You talk about selling the console at a loss or giving Game Pass for a package of Pringles but I don't see any of this as a negative. Sony has been established for 27 years. Microsoft with Xbox is coming off a horrible generation and decided to reset everything. They couldn't just stay the same of here's a $60 game, buy it and play it and succeed because that time for them was done. That wasn't going to work or do anything in regards to building their brand, platform and eco-system. They needed to change course and pivot which they did with Game Pass and going in a subscription based direction.
Sony actually was
NOT established for the early years of PS1. In Japan, from 1994 to up before FF VII, they were 2nd to Sega and the Saturn, although that gap shrunk with each month. Before PS1, Sony were known for shitty FMV and Sony ImageSoft games, they weren't at all really "established" as a trusted brand in gaming at that point. They had to earn that cache, and that meant doing more than just buying a publisher or locking in certain 3P exclusive deals.
Like, they could have locked in 3P exclusivity for games like Daikatana, Congo etc. instead and died off anyway because those games being exclusive wouldn't have changed the fact they were shit games. So they had to earn a good eye for content worth locking down deals with, co-funding/co-developing etc. and yes some of that involved getting talent from other companies like Sega and Nintendo but those companies were making it easy for talent to leave anyway.
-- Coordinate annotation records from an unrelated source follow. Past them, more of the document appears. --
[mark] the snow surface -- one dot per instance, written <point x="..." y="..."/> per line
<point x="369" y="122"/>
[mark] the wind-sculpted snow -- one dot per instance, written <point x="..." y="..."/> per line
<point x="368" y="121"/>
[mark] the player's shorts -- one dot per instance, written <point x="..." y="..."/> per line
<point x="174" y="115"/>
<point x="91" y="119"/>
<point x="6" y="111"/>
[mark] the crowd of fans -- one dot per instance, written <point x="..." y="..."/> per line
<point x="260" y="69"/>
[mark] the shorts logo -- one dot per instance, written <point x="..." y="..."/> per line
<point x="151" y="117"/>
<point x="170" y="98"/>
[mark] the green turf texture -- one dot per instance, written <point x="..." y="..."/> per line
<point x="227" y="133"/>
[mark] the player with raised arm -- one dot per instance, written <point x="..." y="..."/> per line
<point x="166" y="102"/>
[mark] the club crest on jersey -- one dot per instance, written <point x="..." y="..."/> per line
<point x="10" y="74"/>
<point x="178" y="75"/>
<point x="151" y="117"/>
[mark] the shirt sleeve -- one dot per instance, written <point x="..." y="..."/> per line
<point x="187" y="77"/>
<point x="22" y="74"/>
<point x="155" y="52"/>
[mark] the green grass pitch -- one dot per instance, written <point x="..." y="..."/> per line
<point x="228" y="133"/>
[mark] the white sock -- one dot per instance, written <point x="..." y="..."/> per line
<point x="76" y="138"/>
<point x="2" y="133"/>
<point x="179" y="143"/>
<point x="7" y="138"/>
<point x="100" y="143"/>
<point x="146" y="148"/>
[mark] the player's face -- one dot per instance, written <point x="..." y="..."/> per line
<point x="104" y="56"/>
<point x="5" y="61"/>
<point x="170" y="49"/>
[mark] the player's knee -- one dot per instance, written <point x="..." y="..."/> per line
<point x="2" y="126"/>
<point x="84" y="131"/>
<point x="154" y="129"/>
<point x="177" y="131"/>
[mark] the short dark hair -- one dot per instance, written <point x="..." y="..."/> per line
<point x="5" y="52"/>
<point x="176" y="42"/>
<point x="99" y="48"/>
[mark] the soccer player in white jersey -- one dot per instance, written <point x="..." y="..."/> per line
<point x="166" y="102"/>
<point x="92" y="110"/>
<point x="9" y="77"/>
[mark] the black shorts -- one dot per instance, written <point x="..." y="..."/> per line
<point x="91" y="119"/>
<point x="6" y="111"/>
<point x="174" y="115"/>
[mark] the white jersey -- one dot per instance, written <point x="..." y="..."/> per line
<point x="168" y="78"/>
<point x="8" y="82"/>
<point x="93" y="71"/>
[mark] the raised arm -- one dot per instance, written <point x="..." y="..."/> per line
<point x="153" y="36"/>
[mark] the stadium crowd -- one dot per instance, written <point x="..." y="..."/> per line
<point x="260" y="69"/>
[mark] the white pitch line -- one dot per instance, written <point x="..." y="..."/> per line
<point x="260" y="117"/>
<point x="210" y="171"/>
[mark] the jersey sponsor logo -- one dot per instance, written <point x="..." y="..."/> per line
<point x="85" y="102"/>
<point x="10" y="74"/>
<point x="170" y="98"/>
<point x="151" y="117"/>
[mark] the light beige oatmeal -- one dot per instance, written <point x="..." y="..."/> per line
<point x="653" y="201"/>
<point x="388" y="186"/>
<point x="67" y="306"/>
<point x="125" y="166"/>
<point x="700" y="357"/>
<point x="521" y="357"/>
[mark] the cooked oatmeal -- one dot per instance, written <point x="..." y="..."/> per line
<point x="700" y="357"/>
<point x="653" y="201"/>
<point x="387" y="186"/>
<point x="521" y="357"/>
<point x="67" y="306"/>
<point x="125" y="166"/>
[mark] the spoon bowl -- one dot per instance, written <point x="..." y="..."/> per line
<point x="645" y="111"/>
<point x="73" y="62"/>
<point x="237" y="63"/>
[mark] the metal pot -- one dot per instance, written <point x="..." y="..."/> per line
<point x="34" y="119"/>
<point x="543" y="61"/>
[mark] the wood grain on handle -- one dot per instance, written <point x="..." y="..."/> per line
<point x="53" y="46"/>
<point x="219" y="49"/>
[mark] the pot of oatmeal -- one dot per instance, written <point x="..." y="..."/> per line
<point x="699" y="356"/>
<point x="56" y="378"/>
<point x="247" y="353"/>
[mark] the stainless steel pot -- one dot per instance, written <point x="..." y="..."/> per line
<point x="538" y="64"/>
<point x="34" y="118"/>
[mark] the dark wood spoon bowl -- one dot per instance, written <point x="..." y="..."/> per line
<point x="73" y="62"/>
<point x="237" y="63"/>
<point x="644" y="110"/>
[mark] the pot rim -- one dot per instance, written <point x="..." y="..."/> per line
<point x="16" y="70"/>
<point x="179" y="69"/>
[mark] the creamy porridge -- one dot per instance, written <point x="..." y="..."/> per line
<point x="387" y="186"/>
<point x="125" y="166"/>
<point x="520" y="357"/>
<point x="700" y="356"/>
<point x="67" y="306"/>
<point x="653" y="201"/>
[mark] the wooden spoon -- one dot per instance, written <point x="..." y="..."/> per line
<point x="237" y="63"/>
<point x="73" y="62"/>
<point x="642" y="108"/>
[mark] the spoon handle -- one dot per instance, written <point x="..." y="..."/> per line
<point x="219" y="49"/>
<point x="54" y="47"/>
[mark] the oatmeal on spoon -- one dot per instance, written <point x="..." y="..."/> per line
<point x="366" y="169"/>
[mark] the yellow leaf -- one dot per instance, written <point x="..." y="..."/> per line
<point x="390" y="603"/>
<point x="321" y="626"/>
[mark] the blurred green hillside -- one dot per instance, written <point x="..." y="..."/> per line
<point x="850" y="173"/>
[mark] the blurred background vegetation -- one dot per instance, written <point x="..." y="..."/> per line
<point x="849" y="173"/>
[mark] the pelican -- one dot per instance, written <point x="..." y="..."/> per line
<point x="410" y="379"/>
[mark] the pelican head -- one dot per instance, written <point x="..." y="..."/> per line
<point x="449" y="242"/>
Also I wouldn't say MS reset "everything" this gen. If they did, the branding for Xbox would have been completely removed from the One X and One S, but it isn't. Hell, the Series S looks A LOT like the One S!! They pushed the Series early on for being BC with XBO games and boosting their performance, so how is that a full-on reset? Looking to GamePass as the solution isn't the long-term thing you seem to think it is; if it were, why have MS come out lately and state they don't see it constituting any more than 10 - 15% of their total gaming revenue?
If GamePass was the thing to base the future of the brand upon, I would think they'd imagine it making up a hell of a lot more of total gaming revenue than 15%.
Looking it up, it seems like Sony had a publishing deal with Universal for Crash. They didn't renew the deal and eventually Universal merged with Vivendi Games who later merged with ABK.
Yep, that's the story behind Sony's history with Crash Bandicoot. Considering the drop in Crash's sales and quality with the PS2/GC/Xbox generation, and Sony finding other successful anthropomorphic brands in Rachet & Clank and Jak & Daxter, Crash seemingly needed Sony more than Sony needed Crash. I'll even be bold enough and say that's the case to this day; look at how well the remake trilogy did as a timed PS4 exclusive (likely bolstered at least by the Crash Easter egg in UC4) compared to Crash 4.
Maybe Crash 4 was an issue of timing, but it's also possible maybe it not being as strongly tied to the PlayStation brand resulted in a massive drop of interest as well. That's something Microsoft and ABK will have to test out if/when they do another Crash game in the future, though.